Jury question one, instruction (emphasis added).
The charge defined assault to include physical contact, usually referred to as a battery. It is unclear why question three, damages for the assault, was restricted to a consideration of mental anguish and emotional distress.
The instruction about damages accompanying that question reads: "You may consider the following elements of damage and none other: Mental anguish and emotional distress in the past and that which, in reasonable probability, she will sustain in the future."
Jury question one: "Do you find that Tommy Sanchez assaulted Lucy Ulloa?"
See jury question two, reproduced in footnote two.
Nagel relies on a long line of Texas cases holding that there must be actual damages to support an award of exemplary damages. See Juliette Fowler Homes, Inc. v. Welch Assoc., Inc., 793 S.W.2d 660, 667 (Tex. 1990); Nabours, 700 S.W.2d at 904; Doubleday, 674 S.W.2d at 753-4. Two rationales underlie the rule requiring actual damages to support an award of exemplary damages: 1) the law should not punish wrongful conduct in the absence of actual injury, and 2) an actual damages award helps the court insure that exemplary damages are a product of reason not passion. See Consolidated Texas Financial v. Shearer, 739 S.W.2d 477, 480 (Tex.App. 1987, writ ref'd). In the present case, the jury found that Ulloa sustained actual injury and awarded actual damages in an amount that gives this court a "yardstick" to hold that the exemplary damages were not excessive.
More specifically Nagel argues that exemplary damages can be awarded only when the plaintiff receives actual damages for which exemplary damages are recoverable. Texas Nat'l Bank v. Karnes, 717 S.W.2d 901, 903 (Tex. 1986); Bellefonte Underwriters Ins. Co. v. Brown, 704 S.W.2d 742, 744-5 (Tex. 1986). These cases hold that actual damages recovered for a contract claim will not sustain an award of exemplary damages. In Karnes the jury found a breach of contract but no damages in tort and awarded exemplary damages. The court of appeals, finding some evidence of tortious conduct that raised jury issues in tort, upheld the exemplary damages. The supreme court held that the appellate court could not imply a finding of actual damages in tort and overruled the exemplary damages award. 717 S.W.2d at 903.
In Bellefonte the jury awarded actual damages for breach of contract and $1,000,000 as exemplary damages. Appellant argued that one special issue was broad enough to include an award of damages both in contract and in tort. The supreme court noted that appellant had not mentioned which specific tort might have been included in the submission and found that the jury question, on its face, inquired only into contract damages. 704 S.W.2d at 745. By contrast, in this case the jury submission on harassment overlaps with the submission on assault, and we conclude that it is broad enough to include an award of damages in tort.

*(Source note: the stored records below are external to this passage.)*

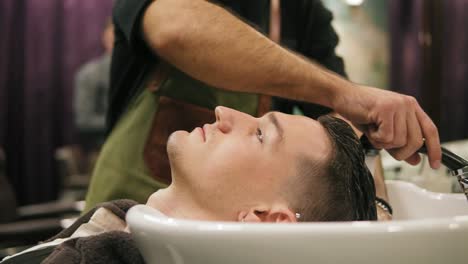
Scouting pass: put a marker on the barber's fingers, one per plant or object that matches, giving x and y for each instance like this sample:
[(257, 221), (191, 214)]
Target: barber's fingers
[(414, 139), (381, 133), (400, 123), (414, 159), (431, 134)]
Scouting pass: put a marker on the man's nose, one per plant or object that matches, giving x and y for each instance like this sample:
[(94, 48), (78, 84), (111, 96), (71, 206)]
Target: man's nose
[(228, 118), (224, 118)]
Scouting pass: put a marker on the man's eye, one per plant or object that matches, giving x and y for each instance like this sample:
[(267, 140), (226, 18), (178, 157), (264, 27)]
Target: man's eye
[(260, 135)]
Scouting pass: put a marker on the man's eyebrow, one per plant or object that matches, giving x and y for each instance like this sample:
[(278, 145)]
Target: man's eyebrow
[(279, 129)]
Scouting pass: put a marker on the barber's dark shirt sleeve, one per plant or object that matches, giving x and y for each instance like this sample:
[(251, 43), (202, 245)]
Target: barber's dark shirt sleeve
[(317, 40), (131, 57), (128, 15)]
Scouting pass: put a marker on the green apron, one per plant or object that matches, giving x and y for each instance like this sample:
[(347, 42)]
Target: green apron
[(121, 172)]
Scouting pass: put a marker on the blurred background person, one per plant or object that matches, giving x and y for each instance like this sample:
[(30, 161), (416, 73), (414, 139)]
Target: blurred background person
[(90, 102)]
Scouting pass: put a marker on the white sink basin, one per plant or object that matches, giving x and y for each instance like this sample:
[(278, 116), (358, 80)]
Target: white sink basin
[(430, 228)]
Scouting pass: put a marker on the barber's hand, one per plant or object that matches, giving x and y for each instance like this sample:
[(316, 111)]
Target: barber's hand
[(391, 121)]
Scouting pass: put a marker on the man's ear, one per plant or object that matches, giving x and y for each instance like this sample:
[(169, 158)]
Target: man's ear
[(270, 215)]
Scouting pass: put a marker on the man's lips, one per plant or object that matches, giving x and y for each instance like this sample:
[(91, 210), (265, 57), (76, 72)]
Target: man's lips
[(202, 130)]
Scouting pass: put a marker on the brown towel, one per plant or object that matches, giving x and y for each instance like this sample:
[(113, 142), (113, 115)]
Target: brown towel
[(109, 247)]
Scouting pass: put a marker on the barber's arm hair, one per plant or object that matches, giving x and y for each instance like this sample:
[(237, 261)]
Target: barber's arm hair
[(214, 46)]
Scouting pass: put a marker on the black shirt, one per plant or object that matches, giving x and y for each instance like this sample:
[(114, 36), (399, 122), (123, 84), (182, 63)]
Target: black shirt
[(306, 29)]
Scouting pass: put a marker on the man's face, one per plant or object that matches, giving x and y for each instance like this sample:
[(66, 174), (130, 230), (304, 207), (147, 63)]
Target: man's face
[(240, 160)]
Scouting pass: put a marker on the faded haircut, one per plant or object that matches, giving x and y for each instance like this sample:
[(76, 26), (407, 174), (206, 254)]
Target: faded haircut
[(340, 189)]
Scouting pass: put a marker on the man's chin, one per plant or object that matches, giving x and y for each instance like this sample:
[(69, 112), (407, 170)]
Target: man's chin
[(175, 142)]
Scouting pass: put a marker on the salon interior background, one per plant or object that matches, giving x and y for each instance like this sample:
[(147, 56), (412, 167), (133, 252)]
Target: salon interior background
[(417, 47)]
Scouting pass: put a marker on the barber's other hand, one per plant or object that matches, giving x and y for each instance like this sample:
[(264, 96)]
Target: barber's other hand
[(391, 121)]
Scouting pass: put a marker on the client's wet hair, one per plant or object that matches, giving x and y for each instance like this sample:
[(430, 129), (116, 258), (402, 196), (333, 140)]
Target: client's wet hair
[(342, 189)]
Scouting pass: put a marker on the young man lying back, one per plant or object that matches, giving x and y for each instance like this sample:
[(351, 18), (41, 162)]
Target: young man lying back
[(277, 168)]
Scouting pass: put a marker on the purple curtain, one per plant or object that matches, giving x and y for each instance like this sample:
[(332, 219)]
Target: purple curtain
[(429, 43), (406, 50), (454, 94), (44, 43)]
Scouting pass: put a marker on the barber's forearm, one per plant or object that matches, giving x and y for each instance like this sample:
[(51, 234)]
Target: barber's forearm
[(212, 45)]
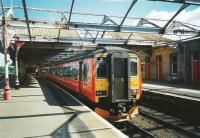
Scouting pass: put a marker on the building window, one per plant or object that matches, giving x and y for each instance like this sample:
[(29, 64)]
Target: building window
[(174, 66)]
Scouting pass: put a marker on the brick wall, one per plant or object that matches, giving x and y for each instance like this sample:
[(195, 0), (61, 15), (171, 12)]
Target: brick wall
[(165, 53)]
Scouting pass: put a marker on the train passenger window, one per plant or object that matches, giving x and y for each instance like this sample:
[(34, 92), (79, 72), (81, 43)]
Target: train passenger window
[(74, 72), (119, 64), (134, 67), (101, 67), (85, 72), (64, 71)]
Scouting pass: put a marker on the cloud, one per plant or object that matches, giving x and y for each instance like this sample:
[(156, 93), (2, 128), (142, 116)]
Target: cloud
[(192, 17), (115, 0)]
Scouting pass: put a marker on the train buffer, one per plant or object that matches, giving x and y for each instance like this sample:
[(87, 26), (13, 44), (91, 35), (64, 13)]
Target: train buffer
[(35, 112)]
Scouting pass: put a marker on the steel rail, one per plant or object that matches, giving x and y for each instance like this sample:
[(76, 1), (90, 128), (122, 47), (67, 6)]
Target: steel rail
[(172, 126), (145, 132)]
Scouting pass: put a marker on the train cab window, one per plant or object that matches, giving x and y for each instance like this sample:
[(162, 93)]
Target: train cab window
[(101, 67), (134, 68), (85, 72)]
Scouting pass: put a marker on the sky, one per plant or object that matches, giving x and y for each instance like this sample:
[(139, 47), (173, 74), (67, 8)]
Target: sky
[(143, 8)]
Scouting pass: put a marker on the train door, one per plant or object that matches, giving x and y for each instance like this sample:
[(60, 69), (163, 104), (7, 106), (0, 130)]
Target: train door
[(195, 67), (148, 69), (81, 77), (159, 67), (119, 77)]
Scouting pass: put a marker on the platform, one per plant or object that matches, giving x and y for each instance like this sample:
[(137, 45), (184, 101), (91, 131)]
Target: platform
[(177, 90), (34, 112)]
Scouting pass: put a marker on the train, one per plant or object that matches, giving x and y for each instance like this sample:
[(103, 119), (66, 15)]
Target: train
[(108, 77)]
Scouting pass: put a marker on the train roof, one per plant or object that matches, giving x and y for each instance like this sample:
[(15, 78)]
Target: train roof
[(91, 53)]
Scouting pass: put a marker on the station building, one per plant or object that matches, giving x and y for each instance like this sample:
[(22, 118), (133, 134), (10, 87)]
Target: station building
[(180, 63)]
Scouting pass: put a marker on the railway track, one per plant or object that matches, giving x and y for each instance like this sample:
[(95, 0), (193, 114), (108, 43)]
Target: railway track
[(172, 122), (132, 130)]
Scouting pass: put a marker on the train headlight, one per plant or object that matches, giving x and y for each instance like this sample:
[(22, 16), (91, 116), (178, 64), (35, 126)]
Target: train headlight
[(134, 91), (100, 93)]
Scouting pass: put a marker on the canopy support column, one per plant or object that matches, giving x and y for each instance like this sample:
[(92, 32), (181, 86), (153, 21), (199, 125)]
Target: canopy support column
[(5, 43), (17, 48)]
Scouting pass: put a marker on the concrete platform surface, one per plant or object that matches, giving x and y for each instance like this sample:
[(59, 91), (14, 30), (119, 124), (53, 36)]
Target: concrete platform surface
[(34, 112), (174, 90)]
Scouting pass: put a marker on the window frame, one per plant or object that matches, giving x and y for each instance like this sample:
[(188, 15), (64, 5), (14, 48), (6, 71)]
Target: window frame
[(136, 59), (106, 69), (88, 68)]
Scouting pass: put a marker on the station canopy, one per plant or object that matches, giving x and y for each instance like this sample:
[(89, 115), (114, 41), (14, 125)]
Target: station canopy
[(59, 29)]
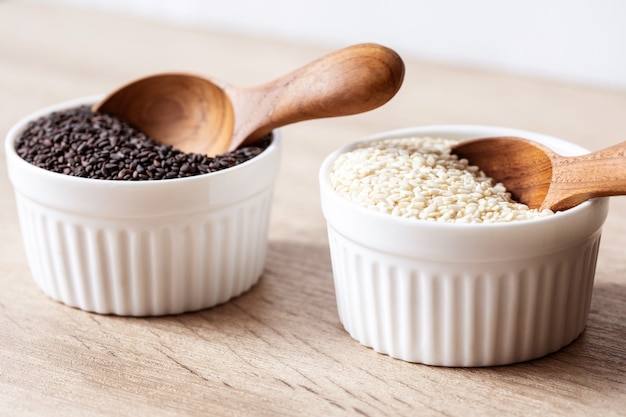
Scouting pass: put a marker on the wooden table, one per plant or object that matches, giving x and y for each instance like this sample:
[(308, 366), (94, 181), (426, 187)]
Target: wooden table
[(280, 349)]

We are required to examine the entire verdict and indulge every reasonable presumption in favor of the trial court's judgment. Godde v. Wood, 509 S.W.2d 435, 442 (Tex.Civ.App. 1974, writ ref'd n.r.e.); see also Warren v. Denison, 563 S.W.2d 299, 303-304 (Tex.Civ.App. 1978, no writ). The jury found that Nagel's employee, Sanchez, in the course of his employment, committed an assault which proximately caused damages to Ulloa; the jury found that Nagel's employee had committed acts constituting unlawful harassment, including unwelcome physical contact; and the jury found the acts of harassment had caused Ulloa to suffer actual damages in the form of lost wages. This award of actual damages for conduct found to include an assault will support the trial court's judgment, including the award of exemplary damages. We overrule appellant's point of error. Accordingly, we affirm the judgment of the trial court.